What is it about a line that begs you to choose one side or the other? As if standing on it is not enough. Not good enough. I’ve been on a line since autumn and know how hard it is to step over it. To make that decision to leave where I am and leap across. I’m not convinced one side is better than the other. But for peace of mind, maybe one is.
Folks who walk a tightrope may feel the line they’re on is safe haven. But they’re one misstep from a place they don’t want to go. Being uncomfortable is something that happens on solid ground, not just in the air.
Bobbe died in November. And I’ve experienced a motherlode of emotions and mood swings ever since. It was easy to accept her passing into the next place. I was there. That much is a gift I’ll forever cherish. In the months that followed, family and faith have allowed me to close the books on my mom’s life, though they remain on my bureau for the times I need to reread a chapter.
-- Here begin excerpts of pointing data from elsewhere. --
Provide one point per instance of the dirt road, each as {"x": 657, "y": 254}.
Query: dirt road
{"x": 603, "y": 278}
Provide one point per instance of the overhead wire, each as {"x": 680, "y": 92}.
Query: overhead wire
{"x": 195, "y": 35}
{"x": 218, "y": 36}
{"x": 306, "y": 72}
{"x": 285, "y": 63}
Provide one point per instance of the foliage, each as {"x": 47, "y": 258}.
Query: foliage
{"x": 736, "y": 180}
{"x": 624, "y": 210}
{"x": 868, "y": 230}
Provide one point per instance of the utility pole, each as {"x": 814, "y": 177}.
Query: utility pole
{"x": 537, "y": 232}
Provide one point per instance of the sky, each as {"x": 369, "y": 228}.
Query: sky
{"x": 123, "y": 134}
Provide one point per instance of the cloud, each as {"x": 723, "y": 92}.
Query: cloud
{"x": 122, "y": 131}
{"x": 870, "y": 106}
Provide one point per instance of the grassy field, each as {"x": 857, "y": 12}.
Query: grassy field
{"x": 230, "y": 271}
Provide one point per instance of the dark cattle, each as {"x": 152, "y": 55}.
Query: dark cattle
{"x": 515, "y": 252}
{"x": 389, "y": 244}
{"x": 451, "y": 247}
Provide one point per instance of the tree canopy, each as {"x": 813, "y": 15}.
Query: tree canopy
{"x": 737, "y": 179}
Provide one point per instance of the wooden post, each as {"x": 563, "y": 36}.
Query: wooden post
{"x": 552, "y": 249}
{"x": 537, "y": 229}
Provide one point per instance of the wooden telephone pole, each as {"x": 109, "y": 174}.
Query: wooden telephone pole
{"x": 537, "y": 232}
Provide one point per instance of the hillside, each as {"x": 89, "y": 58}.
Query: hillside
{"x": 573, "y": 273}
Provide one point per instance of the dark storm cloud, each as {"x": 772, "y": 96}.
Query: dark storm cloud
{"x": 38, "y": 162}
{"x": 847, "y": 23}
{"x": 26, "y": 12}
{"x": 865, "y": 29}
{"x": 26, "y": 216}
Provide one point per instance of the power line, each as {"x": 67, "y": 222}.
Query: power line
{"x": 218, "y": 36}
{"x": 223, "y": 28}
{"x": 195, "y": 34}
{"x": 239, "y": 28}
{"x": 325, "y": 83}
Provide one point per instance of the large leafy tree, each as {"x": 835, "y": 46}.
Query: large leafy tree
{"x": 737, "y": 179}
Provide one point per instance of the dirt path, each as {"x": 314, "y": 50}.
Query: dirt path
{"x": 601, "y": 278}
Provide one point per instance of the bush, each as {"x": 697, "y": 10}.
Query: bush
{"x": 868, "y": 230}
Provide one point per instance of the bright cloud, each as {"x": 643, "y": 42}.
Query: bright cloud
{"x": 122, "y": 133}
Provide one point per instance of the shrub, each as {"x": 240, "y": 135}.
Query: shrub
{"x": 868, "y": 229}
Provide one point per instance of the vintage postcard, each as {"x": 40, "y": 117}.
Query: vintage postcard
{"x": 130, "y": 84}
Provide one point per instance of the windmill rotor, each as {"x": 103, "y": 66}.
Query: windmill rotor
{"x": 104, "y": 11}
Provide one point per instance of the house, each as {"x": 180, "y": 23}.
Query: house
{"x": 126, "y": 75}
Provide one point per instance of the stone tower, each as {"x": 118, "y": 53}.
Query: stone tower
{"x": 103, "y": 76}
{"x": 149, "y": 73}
One last part involves her stone. The words on it. The contract that makes it real. Giving the people at Bloomfield-Cooper my Visa card. Shit like that. It’s been some six surreal months of feelings. And getting a marker is part of closure. Yuck.
I’m balancing on a line I don’t want to fall from. But I have to. On one side there’s the full life I have with a mother always there to love and nurture me. To make me feel validated. On the other side there’s the memory of it all. And spending the rest of my life trying to not let go.